Five days a week, Franciscan Father Dale Jamison hops into his Subaru Forester and navigates pothole-riddled roads, kicking up dirt and rocks as he drives down reservation roads to reach the diocese’s Native American communities.

The silver-haired priest celebrates Mass, buries the dead and meets with his staff, a team of dedicated deacons and women religious working to bring the sacraments out to the reservations.

Fr. Jamison, the new director of Native American ministries for the Diocese of Phoenix, wasn’t necessarily looking for a title when he applied to serve the Native American communities in Arizona.

“I knew there was an opening and I knew they needed help. I came down here five or six years ago and said some Masses on the reservation, and I was amazed at the lack of ordained priests to say Masses and to do the sacraments,” he said.

“In those days, maybe there was just one priest floating around and a couple of deacons doing this or that,” he added. “There’s nothing wrong with that, but I think Bishop Olmsted — without having talked to him personally about this very much — I think he loves the Indian people so much that he wanted to provide sacraments for them on a regular basis.”

So instead of serving one reservation as a parish priest, Fr. Jamison found himself acquiring added responsibilities and a wider terrain.

“There’s probably 10,000 people more qualified than me to have the position but I am a priest and I can give something that other people cannot give. I’m a pretty good homilist too,” he said breaking into a wide smile.

Fr. David Sanfilippo, the vicar general who oversees the Office of Ethnic Ministries, said the diocese is blessed to have Fr. Jamison’s wealth of priestly ministry,

“His pastoral experience and love for our Native American brothers and sisters makes him the right person for this position, and we thank God he is here,” Fr. Sanfilippo said.

Five months into the job, Fr. Jamison said he is still adjusting to the nuances of splitting his time between the Diocesan Pastoral Center and the reservations.

“I would like to be able to find the time to read more of the cultural, linguistic, ethnological and anthropological roots of these people,” he said. “I think you can never know enough about the people you are ministering to. They have their unique backgrounds, their histories, their traditions and their culture.”

For the majority of his 32 years in the priesthood, Fr. Jamison worked with the Pueblo Indians in northwestern New Mexico, the only place in the world where languages like Zuni, Keres and Tewa can be found, he said.

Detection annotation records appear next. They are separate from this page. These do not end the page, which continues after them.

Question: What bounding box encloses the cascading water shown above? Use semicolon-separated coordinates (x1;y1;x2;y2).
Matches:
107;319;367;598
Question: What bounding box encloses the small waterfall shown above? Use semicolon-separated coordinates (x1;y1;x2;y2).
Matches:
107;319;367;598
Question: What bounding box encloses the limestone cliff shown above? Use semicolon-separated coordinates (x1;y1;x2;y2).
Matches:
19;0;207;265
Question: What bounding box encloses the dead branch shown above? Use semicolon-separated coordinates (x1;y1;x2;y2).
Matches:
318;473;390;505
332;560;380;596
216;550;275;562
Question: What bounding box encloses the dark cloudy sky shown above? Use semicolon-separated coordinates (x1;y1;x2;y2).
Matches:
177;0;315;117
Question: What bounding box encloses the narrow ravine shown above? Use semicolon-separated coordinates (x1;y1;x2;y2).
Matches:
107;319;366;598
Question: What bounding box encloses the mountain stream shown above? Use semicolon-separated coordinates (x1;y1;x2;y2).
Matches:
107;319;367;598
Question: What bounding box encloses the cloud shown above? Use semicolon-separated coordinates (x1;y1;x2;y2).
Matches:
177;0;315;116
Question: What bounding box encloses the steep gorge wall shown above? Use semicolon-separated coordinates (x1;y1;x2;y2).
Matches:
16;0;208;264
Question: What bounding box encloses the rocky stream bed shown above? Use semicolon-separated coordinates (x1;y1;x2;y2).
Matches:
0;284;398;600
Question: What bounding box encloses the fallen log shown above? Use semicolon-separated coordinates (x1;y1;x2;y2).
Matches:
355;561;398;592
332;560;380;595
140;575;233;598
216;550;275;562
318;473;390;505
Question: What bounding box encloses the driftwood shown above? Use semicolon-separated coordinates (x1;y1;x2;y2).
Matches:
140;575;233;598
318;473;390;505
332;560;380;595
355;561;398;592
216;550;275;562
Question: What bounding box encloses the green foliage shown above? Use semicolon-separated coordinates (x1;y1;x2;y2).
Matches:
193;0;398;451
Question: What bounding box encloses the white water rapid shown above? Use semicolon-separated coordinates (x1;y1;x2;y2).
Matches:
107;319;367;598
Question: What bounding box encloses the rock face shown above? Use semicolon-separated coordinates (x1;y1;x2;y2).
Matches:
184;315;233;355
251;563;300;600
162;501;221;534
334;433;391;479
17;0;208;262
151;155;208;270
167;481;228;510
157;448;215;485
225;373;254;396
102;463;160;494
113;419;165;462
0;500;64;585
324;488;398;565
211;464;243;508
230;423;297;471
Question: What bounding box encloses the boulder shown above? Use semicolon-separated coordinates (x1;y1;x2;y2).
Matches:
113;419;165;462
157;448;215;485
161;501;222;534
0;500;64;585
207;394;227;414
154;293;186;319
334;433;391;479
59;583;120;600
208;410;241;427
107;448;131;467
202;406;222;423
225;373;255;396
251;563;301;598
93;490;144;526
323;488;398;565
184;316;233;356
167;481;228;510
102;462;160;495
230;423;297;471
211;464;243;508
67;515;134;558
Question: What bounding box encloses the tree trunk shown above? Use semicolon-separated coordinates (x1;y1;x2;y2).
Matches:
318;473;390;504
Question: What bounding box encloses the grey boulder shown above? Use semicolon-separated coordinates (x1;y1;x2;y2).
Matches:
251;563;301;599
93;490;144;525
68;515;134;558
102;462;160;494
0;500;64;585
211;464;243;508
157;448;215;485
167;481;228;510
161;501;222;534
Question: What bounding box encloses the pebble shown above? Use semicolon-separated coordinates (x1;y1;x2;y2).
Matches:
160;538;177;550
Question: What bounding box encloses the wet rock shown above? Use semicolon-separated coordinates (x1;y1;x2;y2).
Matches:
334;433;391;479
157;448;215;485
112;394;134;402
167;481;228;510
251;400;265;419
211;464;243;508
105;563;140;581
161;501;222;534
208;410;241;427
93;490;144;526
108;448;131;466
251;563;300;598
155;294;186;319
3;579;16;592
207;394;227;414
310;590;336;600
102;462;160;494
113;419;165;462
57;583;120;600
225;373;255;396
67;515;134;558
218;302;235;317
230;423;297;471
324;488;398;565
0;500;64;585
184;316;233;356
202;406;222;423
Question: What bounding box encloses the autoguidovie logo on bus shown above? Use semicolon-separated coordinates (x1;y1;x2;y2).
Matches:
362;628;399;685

For 13 of those years, he worked as a pastor at Zuni, the largest Indian Pueblo in New Mexico. Throughout his priesthood, he also oversaw various Catholic Pueblo schools.

As pastor, the trim 60-year-old learned about managing teachers and finances. And when things got tough and money was short, Fr. Jamison asked his students to pray to St. Anthony of Padua, often referred to as “the Wonder-Worker.” Students prayed every day, he said, because “even God can’t deny the kids.”

Fr. Jamison hopes to use his ability to negotiate with a higher power as he leads the diocese’s efforts to build two new churches — St. Francis of Assisi in Ak-Chin and St. Anthony of Padua in Sacaton — and as he directs his small staff in evangelizing the furthermost regions of the diocese.

“I am just a dull, normal priest that along with the other valuable priests and deacons on my staff, we want to provide quality Catholic sacraments and Eucharist in a sacred environment,” said the priest, who recently ran the P.F. Chang’s Rock ‘n Roll Half-Marathon in under two hours.

“They are just regular people like anybody else and if they have a quality homily and a quality Eucharist and quality music and a quality space environment, they would be very receptive to that and respond to that. It’s really very simple.”